The Journal Gazette
Thursday, April 08, 2021 1:00 am

Discarded masks litter beaches worldwide

Associated Press

SANDY HOOK, N.J. – To the usual list of foul trash left behind or washed up on beaches around the world, add these: masks and gloves used by people to avoid the coronavirus and then discarded on the sand.

In the past year, volunteers picking up trash on beaches from the Jersey Shore to California, the United Kingdom and Hong Kong have been finding discarded personal protective equipment.

The latest example came Wednesday when New Jersey's Clean Ocean Action environmental group released its annual tally of trash plucked from the state's shorelines. In addition to the plastics, cigarette butts and food wrappers that sully the sand each year, the group's volunteers removed 1,113 masks and other pieces of virus-related protective gear from New Jersey beaches last fall.

“Used correctly, PPE saves lives; disposed of incorrectly, it kills marine life,” said Cindy Zipf, the group's executive director.”

Discarded masks and gloves started showing up on beaches not long after the virus began circulating widely last year, and it continued to appear as quarantine-weary people sought an escape at the beach. In the second half of 2020, more than 107,000 items of PPE were collected by volunteers around the world, according to the Ocean Conservancy group – a figure its members believe is a vast undercount of the year's true totals.

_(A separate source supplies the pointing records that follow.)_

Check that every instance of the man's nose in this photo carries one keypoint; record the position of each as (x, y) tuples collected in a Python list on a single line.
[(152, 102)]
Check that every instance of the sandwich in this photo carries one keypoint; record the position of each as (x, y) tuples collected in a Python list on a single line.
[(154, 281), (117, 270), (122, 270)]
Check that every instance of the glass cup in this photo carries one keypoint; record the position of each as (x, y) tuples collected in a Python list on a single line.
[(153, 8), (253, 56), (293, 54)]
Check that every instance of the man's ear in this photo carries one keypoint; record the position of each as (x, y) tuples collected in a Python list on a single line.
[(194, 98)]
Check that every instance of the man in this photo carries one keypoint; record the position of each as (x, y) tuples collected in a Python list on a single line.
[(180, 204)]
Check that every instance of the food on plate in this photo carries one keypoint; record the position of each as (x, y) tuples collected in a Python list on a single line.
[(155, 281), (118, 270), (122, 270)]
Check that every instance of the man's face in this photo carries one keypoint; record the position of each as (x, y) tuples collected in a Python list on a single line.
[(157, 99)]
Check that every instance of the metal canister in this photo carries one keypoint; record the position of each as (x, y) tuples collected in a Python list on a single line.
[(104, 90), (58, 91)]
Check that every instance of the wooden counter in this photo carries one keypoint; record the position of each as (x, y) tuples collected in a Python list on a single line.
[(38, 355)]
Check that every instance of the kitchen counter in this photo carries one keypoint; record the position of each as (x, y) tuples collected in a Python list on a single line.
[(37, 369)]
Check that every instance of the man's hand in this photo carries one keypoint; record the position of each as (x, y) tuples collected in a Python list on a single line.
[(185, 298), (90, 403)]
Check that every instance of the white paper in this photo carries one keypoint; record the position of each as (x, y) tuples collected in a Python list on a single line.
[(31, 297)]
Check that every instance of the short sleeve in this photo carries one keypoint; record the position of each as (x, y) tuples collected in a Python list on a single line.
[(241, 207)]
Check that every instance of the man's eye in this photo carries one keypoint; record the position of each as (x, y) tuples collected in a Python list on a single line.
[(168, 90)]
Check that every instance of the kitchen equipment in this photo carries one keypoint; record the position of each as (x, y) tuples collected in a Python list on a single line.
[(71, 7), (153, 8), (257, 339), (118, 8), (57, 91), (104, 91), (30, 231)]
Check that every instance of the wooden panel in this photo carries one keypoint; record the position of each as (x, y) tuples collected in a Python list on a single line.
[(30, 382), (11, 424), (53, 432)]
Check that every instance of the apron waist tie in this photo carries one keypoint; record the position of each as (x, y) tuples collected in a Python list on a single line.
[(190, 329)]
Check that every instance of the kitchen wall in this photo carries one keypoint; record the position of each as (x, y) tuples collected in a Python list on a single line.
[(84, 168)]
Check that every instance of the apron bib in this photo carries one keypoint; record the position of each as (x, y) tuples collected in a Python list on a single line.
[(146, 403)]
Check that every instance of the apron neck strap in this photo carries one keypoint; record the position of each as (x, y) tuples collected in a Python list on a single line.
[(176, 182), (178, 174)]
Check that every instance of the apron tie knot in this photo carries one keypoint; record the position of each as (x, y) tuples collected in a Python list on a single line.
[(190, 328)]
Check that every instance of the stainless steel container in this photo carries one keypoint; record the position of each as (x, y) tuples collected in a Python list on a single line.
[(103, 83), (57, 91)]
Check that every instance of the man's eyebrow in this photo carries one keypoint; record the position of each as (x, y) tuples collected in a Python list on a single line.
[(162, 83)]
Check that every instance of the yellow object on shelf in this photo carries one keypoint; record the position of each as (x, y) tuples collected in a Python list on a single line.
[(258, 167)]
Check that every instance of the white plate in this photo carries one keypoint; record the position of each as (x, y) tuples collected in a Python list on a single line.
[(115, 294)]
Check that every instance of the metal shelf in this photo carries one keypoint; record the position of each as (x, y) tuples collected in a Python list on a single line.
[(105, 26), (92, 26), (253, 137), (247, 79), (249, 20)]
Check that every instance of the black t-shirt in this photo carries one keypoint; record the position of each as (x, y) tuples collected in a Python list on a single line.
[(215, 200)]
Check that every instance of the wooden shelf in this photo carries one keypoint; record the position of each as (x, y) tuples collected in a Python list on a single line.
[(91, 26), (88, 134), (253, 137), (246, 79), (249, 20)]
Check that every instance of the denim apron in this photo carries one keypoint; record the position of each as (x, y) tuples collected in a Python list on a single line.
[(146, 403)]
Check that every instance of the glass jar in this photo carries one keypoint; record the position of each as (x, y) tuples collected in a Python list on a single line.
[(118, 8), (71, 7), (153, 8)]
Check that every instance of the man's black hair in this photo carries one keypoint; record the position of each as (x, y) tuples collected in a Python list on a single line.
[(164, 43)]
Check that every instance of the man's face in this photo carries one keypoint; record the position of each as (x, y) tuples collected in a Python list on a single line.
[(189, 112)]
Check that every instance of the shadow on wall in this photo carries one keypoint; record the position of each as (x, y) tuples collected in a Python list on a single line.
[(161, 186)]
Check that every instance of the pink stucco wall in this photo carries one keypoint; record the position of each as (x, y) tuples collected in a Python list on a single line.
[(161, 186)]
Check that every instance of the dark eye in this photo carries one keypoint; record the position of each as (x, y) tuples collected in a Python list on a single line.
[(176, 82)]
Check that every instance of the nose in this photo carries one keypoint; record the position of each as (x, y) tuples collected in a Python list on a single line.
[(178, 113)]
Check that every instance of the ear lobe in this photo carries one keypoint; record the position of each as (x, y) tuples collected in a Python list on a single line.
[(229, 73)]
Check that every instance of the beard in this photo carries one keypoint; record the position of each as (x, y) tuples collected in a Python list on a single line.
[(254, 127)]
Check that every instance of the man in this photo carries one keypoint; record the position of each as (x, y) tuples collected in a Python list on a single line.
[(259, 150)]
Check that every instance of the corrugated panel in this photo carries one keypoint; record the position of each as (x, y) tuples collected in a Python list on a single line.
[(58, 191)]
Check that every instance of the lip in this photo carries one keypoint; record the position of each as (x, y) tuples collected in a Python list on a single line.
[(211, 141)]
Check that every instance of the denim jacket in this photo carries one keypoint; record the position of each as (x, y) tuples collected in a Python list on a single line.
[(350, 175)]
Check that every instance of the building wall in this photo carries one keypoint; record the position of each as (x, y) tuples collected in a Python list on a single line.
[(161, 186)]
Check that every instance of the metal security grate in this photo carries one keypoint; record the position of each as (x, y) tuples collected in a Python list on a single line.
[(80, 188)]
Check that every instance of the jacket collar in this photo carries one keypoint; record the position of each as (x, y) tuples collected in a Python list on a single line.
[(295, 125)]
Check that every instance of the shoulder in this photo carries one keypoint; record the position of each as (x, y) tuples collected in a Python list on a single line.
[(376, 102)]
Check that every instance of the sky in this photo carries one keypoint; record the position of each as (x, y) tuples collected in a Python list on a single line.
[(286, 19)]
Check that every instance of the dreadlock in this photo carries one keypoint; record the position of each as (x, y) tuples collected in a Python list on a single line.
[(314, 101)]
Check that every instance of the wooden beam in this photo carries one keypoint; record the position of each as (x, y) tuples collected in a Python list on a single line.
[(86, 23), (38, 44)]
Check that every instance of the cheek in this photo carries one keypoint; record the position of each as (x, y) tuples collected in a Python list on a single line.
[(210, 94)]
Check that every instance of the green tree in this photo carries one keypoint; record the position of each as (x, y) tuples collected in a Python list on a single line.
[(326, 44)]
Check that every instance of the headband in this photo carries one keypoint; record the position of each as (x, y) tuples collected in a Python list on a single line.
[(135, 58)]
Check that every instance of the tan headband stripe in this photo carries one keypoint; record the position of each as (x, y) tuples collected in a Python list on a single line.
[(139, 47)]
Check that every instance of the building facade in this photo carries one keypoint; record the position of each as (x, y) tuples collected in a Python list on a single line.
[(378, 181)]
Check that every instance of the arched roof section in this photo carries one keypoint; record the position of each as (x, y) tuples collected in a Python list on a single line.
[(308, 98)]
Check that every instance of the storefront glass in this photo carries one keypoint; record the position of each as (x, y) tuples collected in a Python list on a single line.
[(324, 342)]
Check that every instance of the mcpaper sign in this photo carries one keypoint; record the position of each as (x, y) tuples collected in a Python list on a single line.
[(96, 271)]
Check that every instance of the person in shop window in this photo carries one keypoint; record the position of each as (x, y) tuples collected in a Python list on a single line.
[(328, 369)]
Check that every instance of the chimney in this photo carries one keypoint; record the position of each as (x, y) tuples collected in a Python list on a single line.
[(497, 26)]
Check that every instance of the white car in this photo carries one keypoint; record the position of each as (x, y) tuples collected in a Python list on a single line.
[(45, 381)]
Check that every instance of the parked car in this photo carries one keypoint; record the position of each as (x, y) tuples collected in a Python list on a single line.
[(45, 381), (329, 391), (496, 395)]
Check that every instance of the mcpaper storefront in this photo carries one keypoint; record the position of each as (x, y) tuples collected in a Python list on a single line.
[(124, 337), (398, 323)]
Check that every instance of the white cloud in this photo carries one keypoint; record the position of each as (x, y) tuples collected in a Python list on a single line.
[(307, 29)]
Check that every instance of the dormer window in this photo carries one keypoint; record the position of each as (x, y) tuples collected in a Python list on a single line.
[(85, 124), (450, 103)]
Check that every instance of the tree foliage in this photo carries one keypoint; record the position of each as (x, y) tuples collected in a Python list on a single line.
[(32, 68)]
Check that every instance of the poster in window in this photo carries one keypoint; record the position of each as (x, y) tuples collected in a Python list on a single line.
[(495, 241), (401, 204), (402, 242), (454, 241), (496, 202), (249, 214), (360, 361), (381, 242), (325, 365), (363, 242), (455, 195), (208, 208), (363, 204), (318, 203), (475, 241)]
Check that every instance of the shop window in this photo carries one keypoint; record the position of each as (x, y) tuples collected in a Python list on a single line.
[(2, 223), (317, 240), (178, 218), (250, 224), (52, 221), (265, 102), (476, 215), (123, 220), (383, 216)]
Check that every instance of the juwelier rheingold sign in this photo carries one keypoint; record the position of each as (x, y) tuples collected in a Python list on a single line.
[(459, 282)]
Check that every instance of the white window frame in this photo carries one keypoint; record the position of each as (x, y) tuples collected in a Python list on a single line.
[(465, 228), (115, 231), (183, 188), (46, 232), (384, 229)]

Conservationists have reported sea birds becoming entangled in the ear straps of face masks, and they worry that marine life could eat masks or gloves, mistaking it for food.

Beyond the PPE, Clean Ocean Action's beach sweeps also came up with some unusual items, including a back scrubber; a home pregnancy test (results unknown); a bong; a check for $81; a foam tombstone; a parking ticket; a New Orleans Saints flag; eight pumpkins; and a wooden pig's head.